Uno degli aspetti più interessanti della serie è come la narrazione affronta la questione della sofferenza mentale non come un'etichetta, ma come una parte dell’esperienza umana: un percorso nel quale ogni personaggio, compreso Daniele, cerca di capire se stesso e il proprio posto nel mondo.
Questo monologo di Giorgio mostra come, attraverso una narrazione semplice e sincera, il personaggio riesca a comunicare un dolore profondo. Giorgio, che ha un disturbo di Down, racconta un episodio traumatico della sua infanzia, segnato dalla perdita improvvisa della madre e dall’impotenza nel riuscire a dirle addio.
In poche parole, Giorgio evoca il suo ricordo con un linguaggio diretto e privo di sovrastrutture, quasi ingenuo, ma potentemente evocativo. L’accento romano e le espressioni colloquiali — come “ao”, “ci andiamo, è?”, “la voglio vedere” — rendono il racconto incredibilmente umano. Questo accento è un modo per esprimere il suo carattere genuino, autentico, che non si nasconde dietro artifici, proprio perché Giorgio è esattamente come appare: puro, diretto, trasparente.
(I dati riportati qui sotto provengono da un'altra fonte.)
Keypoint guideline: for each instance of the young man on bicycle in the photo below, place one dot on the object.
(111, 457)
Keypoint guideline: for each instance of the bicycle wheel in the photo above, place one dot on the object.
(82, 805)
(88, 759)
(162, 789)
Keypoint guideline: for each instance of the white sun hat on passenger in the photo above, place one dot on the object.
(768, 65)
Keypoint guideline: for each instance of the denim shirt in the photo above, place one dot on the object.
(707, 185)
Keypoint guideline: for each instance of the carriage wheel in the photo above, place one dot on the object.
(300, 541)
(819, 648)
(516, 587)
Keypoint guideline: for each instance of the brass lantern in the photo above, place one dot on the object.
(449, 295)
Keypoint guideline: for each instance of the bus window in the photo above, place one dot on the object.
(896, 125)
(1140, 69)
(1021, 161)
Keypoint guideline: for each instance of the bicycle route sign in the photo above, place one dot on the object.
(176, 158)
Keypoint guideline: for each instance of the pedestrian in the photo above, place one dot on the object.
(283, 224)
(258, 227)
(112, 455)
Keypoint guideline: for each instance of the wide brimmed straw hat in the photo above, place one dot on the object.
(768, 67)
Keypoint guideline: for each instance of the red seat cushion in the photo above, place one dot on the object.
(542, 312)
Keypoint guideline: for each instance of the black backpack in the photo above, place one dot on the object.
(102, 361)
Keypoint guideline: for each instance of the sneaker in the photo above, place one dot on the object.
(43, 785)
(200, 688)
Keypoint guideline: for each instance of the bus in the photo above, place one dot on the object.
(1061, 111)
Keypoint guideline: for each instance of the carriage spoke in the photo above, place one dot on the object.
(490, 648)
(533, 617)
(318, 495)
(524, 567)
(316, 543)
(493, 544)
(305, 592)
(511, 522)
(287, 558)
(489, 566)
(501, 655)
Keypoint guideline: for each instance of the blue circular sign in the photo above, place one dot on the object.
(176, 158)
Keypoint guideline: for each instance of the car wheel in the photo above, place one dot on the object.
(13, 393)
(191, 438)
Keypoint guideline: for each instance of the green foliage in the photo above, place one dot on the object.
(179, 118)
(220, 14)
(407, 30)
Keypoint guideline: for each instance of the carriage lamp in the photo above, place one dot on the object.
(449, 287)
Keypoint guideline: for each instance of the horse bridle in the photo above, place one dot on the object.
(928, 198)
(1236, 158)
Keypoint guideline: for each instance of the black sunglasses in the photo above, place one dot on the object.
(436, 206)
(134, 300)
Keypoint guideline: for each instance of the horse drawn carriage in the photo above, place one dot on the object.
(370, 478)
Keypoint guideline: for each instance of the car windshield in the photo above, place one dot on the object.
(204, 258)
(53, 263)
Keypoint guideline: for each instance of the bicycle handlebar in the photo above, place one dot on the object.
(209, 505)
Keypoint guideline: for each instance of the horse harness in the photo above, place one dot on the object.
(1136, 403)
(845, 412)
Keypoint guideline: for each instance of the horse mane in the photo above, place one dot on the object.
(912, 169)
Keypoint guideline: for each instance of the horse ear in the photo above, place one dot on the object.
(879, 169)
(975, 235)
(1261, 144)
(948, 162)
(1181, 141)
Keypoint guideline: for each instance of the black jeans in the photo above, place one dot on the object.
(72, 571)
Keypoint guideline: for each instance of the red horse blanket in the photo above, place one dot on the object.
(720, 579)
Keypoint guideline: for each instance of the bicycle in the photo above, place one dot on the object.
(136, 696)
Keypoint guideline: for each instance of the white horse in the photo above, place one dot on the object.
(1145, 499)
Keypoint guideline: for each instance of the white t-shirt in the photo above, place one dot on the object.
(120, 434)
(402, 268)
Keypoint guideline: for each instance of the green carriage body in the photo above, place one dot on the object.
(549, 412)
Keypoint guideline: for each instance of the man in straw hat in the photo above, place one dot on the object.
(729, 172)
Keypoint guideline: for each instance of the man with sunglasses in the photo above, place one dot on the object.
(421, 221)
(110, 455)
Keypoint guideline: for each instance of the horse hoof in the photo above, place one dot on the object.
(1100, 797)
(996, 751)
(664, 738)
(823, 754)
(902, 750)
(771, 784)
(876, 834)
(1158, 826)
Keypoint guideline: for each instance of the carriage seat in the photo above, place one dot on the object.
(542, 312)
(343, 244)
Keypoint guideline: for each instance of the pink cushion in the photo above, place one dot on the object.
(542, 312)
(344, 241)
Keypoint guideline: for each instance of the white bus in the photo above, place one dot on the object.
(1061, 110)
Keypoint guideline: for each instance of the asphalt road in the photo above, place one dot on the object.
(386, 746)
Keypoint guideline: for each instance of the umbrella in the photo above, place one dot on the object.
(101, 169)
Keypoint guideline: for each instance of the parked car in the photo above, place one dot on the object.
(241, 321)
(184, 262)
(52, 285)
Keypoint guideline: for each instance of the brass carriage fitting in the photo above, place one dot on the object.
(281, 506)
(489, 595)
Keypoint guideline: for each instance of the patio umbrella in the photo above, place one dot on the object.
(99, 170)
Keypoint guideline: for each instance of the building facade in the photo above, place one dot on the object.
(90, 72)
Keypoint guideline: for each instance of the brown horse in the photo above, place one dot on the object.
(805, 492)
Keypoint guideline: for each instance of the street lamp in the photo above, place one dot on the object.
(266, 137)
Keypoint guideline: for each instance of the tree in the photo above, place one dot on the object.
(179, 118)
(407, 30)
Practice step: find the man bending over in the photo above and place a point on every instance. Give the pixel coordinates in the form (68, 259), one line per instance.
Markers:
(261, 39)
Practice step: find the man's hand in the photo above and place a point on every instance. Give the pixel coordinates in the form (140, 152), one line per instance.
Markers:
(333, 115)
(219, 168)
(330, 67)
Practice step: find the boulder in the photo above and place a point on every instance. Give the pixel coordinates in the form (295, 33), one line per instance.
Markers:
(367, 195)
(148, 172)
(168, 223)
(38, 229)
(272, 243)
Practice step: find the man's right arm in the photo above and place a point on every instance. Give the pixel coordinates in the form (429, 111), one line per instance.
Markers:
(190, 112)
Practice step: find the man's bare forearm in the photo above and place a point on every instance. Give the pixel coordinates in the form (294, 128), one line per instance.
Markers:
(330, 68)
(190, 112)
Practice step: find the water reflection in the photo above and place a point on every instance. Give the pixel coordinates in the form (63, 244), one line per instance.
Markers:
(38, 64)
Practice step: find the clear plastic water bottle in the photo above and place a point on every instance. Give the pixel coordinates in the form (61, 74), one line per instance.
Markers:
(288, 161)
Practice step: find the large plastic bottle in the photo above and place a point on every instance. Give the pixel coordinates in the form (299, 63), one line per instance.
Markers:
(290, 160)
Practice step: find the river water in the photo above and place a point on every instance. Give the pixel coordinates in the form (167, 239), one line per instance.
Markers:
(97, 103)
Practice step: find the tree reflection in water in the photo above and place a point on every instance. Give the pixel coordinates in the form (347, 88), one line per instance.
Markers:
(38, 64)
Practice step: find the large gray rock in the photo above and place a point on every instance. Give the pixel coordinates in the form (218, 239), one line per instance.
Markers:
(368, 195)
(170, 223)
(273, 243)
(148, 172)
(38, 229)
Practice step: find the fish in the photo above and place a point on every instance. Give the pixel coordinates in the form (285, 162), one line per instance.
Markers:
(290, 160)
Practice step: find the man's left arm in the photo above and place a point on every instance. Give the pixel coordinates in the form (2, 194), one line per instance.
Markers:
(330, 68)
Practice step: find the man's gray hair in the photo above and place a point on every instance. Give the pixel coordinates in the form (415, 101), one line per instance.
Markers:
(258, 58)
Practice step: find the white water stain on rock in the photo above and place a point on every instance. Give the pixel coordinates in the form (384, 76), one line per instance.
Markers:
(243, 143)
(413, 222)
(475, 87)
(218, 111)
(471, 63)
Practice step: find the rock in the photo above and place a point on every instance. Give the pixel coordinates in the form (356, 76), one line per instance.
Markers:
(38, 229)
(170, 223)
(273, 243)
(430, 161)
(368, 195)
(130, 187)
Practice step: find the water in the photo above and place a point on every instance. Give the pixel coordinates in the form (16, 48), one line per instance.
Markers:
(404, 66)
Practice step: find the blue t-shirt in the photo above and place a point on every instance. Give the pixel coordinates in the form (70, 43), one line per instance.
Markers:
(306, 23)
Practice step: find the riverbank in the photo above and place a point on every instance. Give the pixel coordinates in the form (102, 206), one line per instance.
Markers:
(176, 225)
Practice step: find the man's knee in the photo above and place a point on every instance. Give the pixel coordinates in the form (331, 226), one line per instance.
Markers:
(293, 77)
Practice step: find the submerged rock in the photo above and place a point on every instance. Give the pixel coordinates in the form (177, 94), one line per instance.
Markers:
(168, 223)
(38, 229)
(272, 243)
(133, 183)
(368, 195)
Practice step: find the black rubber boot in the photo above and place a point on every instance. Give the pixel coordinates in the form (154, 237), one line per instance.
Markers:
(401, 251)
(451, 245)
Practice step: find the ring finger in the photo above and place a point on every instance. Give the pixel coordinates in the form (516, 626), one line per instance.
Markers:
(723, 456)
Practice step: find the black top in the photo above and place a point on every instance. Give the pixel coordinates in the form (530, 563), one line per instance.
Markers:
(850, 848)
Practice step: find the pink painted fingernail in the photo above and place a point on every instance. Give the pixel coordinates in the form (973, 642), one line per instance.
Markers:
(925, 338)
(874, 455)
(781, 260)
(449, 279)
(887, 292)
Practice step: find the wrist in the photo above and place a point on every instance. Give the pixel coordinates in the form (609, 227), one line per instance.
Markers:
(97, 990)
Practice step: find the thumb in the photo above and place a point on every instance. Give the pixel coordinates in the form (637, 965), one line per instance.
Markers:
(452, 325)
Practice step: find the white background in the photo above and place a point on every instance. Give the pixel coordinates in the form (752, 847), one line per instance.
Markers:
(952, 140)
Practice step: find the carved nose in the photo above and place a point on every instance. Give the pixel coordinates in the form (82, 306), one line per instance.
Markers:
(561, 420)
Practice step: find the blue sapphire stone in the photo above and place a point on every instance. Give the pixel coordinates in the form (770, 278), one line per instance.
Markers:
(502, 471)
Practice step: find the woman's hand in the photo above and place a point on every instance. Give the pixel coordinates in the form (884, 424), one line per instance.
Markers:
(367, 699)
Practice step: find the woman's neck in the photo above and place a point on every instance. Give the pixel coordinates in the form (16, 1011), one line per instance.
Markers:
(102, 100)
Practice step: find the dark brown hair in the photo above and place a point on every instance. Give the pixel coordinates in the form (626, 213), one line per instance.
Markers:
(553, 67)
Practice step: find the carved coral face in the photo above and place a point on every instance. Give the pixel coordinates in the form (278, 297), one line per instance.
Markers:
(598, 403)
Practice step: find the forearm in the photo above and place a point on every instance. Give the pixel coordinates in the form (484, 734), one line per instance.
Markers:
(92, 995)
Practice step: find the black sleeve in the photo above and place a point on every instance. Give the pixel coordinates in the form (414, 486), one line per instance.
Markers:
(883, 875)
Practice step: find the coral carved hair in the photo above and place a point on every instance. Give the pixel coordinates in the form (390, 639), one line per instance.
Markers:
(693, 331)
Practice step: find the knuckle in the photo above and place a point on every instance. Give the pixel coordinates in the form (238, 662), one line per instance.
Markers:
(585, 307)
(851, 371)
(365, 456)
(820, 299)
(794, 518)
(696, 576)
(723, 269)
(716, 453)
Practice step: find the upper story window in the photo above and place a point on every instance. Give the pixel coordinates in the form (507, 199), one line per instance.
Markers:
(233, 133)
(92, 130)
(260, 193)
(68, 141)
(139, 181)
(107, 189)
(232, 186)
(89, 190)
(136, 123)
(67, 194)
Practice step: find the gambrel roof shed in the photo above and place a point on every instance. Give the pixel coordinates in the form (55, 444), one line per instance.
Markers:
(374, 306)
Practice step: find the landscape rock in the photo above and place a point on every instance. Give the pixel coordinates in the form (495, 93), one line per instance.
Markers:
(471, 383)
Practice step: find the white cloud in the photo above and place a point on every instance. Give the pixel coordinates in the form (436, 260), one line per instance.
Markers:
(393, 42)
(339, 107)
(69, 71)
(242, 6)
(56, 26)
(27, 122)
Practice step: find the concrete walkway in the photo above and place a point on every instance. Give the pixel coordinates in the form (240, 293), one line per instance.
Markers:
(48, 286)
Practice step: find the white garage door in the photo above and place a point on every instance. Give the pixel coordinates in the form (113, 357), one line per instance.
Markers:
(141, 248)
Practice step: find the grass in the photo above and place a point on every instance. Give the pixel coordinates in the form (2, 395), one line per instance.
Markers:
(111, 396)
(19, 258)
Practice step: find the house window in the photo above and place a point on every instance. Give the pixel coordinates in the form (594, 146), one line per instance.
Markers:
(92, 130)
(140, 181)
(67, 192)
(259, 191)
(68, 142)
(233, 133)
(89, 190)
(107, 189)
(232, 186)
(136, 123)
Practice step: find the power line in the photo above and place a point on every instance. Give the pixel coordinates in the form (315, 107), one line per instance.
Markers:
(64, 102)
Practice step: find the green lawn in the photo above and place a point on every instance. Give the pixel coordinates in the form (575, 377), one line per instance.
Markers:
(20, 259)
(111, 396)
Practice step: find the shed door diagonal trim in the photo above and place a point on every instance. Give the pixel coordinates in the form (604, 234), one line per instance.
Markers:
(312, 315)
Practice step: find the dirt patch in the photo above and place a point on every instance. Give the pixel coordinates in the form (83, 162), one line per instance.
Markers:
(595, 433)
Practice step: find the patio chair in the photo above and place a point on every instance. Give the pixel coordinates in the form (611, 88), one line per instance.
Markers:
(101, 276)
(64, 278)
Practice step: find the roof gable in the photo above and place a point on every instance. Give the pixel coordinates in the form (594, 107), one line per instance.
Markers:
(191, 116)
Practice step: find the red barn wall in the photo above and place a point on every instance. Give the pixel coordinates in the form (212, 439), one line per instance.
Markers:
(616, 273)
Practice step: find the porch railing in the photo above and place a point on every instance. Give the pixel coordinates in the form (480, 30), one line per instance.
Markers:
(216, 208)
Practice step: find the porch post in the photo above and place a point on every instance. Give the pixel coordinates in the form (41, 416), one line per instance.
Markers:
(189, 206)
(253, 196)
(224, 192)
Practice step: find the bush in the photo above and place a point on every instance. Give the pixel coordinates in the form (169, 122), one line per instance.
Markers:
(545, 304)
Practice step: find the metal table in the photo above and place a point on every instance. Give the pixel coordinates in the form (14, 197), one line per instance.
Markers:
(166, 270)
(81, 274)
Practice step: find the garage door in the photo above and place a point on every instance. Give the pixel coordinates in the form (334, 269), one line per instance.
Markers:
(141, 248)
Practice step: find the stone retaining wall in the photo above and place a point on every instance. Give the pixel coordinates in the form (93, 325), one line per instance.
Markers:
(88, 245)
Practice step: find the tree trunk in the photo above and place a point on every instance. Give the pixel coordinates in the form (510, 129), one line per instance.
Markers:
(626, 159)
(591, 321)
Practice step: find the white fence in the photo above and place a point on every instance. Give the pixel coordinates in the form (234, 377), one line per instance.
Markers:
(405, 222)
Il racconto dell’infermiere che tenta di distrarlo chiedendogli "che squadra porti?" è uno spaccato di come spesso il mondo cerchi di minimizzare il dolore delle persone considerate “deboli” o vulnerabili. Giorgio non ha interesse per quella domanda superficiale, perché tutto il suo essere è concentrato nel bisogno di vedere sua madre, di trovare un senso a quella sparizione improvvisa. La narrazione di Giorgio tocca una corda profonda perché rivela la solitudine e l’abbandono che ha vissuto in quel momento, oltre alla frustrazione nel non essere riuscito a salutare sua madre per l’ultima volta.
Il monologo si conclude con una riflessione sincera e struggente: “Tu sei fortunato che la mamma ce l’hai, capito? Vedi di trattarla bene, è?”. Qui Giorgio racconta il suo dolore, ma dà un insegnamento a Daniele, spingendolo a riflettere su quanto sia preziosa la presenza di una madre, e sul rispetto e l’amore che meritano le persone a cui vogliamo bene.
Il monologo di Giorgio è una lezione di umanità che parla di perdita, amore e gratitudine, con un’innocenza disarmante che arriva direttamente allo spettatore. Per dare vita a questo personaggio, l’attore deve trasmettere un dolore trattenuto, ma sempre presente, e fare in modo che le parole semplici di Giorgio diventino un invito sincero a non dare per scontato chi amiamo.